Au-delà des célébrations, Pozé tire la sonnette d’alarme depuis plusieurs années à propos du désinvestissement des organismes de première ligne et de la surcharge du personnel communautaire. « Dans toutes les consultations qu’on a menées auprès des intervenants, le constat est le même : les jeunes ont de plus en plus de difficulté à trouver de l’aide dans leur environnement immédiat », explique Pierreson Vaval. Selon lui, cette pénurie réduit la prévention et augmente les tensions dans certains quartiers. Par conséquent, « il faudrait plus d’intervenants à Montréal, à Laval et à Longueuil », lance-t-il.

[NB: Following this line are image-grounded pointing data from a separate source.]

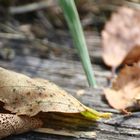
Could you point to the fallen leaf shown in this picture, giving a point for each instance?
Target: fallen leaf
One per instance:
(26, 96)
(121, 37)
(125, 91)
(13, 124)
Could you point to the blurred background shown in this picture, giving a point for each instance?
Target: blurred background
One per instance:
(37, 28)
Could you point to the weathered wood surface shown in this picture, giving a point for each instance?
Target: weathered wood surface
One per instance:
(70, 76)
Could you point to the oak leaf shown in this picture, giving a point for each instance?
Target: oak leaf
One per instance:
(125, 91)
(121, 37)
(27, 96)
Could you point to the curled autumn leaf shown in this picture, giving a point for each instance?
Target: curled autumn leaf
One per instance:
(125, 92)
(13, 124)
(26, 96)
(121, 37)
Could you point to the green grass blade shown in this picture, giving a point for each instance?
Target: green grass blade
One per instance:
(73, 21)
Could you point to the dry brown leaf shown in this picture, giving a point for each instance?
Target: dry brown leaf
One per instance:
(125, 91)
(26, 96)
(23, 95)
(121, 37)
(13, 124)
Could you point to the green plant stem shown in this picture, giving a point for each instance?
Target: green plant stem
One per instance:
(73, 21)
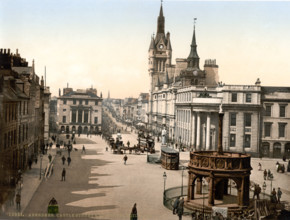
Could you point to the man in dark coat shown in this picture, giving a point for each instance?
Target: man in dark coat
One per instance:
(180, 208)
(175, 205)
(63, 159)
(63, 174)
(133, 215)
(68, 161)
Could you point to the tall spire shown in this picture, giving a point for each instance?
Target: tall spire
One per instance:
(160, 22)
(193, 58)
(152, 44)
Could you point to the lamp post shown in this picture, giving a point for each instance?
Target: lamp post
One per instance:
(202, 188)
(182, 180)
(40, 166)
(271, 177)
(164, 178)
(264, 188)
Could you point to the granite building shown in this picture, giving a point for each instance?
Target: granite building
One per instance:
(22, 98)
(79, 111)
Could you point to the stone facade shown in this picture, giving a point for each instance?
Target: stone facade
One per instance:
(22, 121)
(79, 111)
(275, 127)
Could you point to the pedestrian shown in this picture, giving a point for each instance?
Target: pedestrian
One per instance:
(269, 174)
(63, 159)
(274, 196)
(18, 200)
(257, 191)
(134, 215)
(63, 174)
(180, 208)
(265, 174)
(68, 161)
(260, 166)
(279, 194)
(29, 163)
(125, 159)
(175, 205)
(193, 216)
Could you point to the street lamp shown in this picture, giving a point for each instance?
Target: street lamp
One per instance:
(264, 188)
(164, 177)
(40, 166)
(202, 188)
(182, 168)
(271, 177)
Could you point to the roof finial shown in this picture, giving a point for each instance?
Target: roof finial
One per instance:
(194, 22)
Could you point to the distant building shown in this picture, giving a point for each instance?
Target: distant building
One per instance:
(79, 111)
(142, 107)
(275, 123)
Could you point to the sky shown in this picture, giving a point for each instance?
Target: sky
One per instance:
(104, 43)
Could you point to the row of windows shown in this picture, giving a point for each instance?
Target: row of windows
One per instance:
(80, 119)
(10, 138)
(282, 110)
(247, 140)
(281, 129)
(247, 119)
(86, 102)
(10, 112)
(248, 97)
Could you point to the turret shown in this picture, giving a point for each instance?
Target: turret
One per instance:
(193, 58)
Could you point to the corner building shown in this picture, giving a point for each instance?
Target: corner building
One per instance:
(79, 111)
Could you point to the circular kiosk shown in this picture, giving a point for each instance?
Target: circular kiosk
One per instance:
(216, 169)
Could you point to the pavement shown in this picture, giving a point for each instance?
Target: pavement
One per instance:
(100, 186)
(30, 184)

De son côté, la Coalition veut soutenir les intervenants de première ligne pour qu’ils soient mieux outillés et qu’on mutualise les ressources, dit-il. « Il faut, dit-il, les mettre en lien pour qu’ils puissent partager leurs expériences, élaborer des stratégies communes de désescalade et contribuer à apaiser les tensions entre groupes de jeunes. »
Un souffle d’espoir
Malgré les défis, le directeur général ressort du gala avec une conviction renouvelée, la fierté d’avoir pu réunir toutes ces personnes et le sentiment d’avoir répondu à un besoin important, confie-t-il.

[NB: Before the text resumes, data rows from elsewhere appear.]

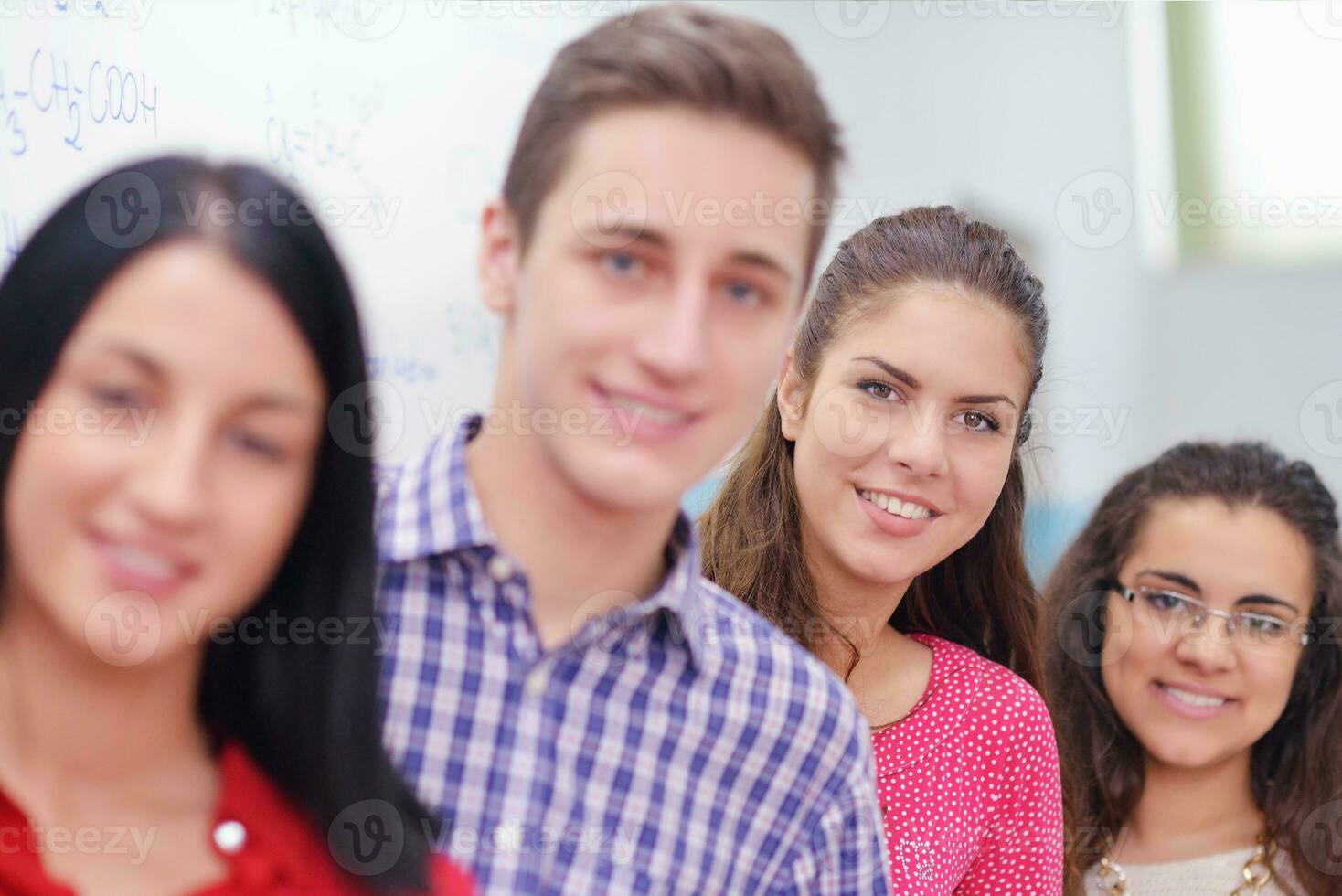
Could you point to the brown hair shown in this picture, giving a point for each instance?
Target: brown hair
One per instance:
(981, 596)
(1295, 767)
(674, 55)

Pour Pozé, cette première édition d’Interventum donne à penser que ce ne sera pas la dernière. « On a commencé quelque part, et on a commencé fort », dit Pierreson Vaval – chez qui la soirée a ravivé la flamme de l’engagement. D’ailleurs, certains jeunes invités à la soirée sont restés jusqu’à la fin, fascinés par les témoignages. « Ils ont senti quelque chose qui les interpelle, soutient le directeur général. Peut-être que certains d’entre eux décideront à leur tour de s’engager comme intervenants. »
La soirée s’achève sur une ovation. Sur scène, les lauréats se prennent par les épaules, souriants, émus. Les trophées sont simples, mais le symbole est immense : une reconnaissance venue du terrain, des pairs.